007 new and old: Daniel Craig as James Bond and Lashana Lynch as Nomi, a '00' agent.
"No Time to Die" production stills © Universal Pictures via IMDb
Culture

Audiences got a first real look at No Time to Die, the 25th installment in the James Bond franchise, via the film’s first trailer Wednesday. Out April 2020, the film stars Daniel Craig in his fifth (and presumably final) outing as secret agent 007.

He’s joined by Bond newcomers Lashana Lynch, whose character took over the 007 designation when Bond retired from service at the end of 2015’s Spectre; Ana de Armas, as a supposedly modern Bond girl; and Rami Malek, as a villain who looks an awful lot like the Phantom of the Opera.

"No Time to Die" production stills © Universal Pictures via IMDb

No Time to Die is the first chapter in the Bond saga to grapple with the fallout of #MeToo. Earlier this year, filmmaker and comedian Phoebe Waller-Bridge was brought on to polish up the Bond 25 script originally penned by a string of men: Neal Purvis and Robert Wade, who’d helped write every Bond flick since The World Is Not Enough, wrote the first draft. Paul Haggis, the Casino Royale screenwriter, was hired to rewrite their script in 2018. In early 2019, Scott Z. Burns was brought on to rework it again.
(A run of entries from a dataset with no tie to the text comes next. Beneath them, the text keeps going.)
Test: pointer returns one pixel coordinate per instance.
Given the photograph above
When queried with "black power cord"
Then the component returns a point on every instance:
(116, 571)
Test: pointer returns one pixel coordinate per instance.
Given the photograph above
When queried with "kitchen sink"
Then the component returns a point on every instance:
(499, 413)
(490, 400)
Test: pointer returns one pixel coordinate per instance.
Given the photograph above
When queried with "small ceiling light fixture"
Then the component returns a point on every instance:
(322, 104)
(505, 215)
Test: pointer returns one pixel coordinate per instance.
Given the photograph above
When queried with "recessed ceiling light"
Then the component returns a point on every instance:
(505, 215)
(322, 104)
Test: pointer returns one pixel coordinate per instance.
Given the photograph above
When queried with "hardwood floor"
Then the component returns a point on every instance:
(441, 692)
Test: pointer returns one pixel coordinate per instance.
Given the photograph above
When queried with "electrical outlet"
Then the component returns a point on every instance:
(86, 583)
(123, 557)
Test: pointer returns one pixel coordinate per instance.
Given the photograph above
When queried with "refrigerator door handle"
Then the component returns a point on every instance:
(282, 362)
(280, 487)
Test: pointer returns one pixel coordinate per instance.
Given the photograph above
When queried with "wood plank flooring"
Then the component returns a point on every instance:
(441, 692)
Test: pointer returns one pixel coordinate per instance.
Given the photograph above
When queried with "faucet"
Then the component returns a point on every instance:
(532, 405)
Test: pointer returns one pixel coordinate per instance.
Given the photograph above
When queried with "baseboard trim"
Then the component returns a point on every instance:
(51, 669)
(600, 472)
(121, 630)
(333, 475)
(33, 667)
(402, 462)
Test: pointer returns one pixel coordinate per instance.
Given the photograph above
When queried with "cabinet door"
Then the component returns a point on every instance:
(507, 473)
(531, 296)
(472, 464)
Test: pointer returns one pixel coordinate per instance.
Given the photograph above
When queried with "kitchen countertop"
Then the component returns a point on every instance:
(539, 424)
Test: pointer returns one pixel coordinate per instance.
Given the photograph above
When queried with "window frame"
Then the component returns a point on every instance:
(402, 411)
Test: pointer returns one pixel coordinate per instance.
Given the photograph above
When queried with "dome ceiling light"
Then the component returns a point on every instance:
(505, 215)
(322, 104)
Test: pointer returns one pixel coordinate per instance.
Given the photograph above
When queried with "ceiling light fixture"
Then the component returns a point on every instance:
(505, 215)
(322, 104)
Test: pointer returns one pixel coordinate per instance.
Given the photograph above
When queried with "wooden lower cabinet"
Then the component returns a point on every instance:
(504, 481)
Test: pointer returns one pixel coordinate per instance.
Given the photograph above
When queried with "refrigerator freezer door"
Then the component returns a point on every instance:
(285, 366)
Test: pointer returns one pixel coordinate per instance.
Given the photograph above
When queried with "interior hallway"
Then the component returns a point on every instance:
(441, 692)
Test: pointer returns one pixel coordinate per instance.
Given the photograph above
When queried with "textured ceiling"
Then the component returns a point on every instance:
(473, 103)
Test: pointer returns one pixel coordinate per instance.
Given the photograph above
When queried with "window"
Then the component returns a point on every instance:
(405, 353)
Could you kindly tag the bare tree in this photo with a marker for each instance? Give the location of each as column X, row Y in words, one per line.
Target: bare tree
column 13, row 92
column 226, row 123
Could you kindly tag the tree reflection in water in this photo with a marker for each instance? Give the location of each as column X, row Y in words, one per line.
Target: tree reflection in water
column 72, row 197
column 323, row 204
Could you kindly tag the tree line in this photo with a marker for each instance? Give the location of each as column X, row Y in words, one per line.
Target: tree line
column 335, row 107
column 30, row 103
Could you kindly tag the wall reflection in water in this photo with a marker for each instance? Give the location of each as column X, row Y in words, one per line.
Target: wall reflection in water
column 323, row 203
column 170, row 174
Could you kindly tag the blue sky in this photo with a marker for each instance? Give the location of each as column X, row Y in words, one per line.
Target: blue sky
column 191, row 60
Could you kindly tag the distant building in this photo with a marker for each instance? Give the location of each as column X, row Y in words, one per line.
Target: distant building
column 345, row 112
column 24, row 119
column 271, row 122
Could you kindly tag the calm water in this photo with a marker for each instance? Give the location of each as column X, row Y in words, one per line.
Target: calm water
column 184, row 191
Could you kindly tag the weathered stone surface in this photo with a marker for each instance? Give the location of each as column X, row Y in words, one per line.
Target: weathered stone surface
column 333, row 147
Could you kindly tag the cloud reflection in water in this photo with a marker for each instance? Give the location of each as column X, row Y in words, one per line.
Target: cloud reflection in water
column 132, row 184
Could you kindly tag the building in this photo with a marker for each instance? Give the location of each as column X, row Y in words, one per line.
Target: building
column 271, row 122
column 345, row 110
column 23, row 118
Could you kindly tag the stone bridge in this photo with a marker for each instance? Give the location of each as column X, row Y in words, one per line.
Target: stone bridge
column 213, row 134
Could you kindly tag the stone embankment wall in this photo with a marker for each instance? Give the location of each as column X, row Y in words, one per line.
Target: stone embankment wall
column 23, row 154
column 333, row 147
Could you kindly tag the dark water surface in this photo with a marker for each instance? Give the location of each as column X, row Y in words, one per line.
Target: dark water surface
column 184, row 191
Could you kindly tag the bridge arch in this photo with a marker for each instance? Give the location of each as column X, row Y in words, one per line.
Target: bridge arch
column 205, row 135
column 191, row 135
Finally, at Daniel Craig’s request, the production hired Waller-Bridge to polish the script in April 2019, by adding more humor and making characters more believable.

Craig, like the good feminist he is, shut down a reporter’s insinuation that the Fleabag star and filmmaker was a diversity hire: “Look, we’re having a conversation about Phoebe’s gender here, which is fucking ridiculous,” he said. “I know what you’re trying to do, but it’s wrong. It’s absolutely wrong. She’s a fucking great writer. One of the best English writers around. I said, ‘Can we get her on the film?’ That’s where it came from.”

Many months will pass before we find out whether the 25th Bond film lives up to the hype, but the first trailer is pretty magnificent. Director Cary Joji Fukunaga (Beasts of No Nation, Maniac) and cinematographer Linus Sandgren (La La Land, First Man) highlight all the 007 tropes: a bulletproof Aston Martin doing donuts and taking out bad guys, a beautiful woman in an evening gown, sweeping vistas of a vaguely European landscape, and an aging secret agent in a cylindrical tunnel pulling his gun on a foe. I get butterflies just thinking about it.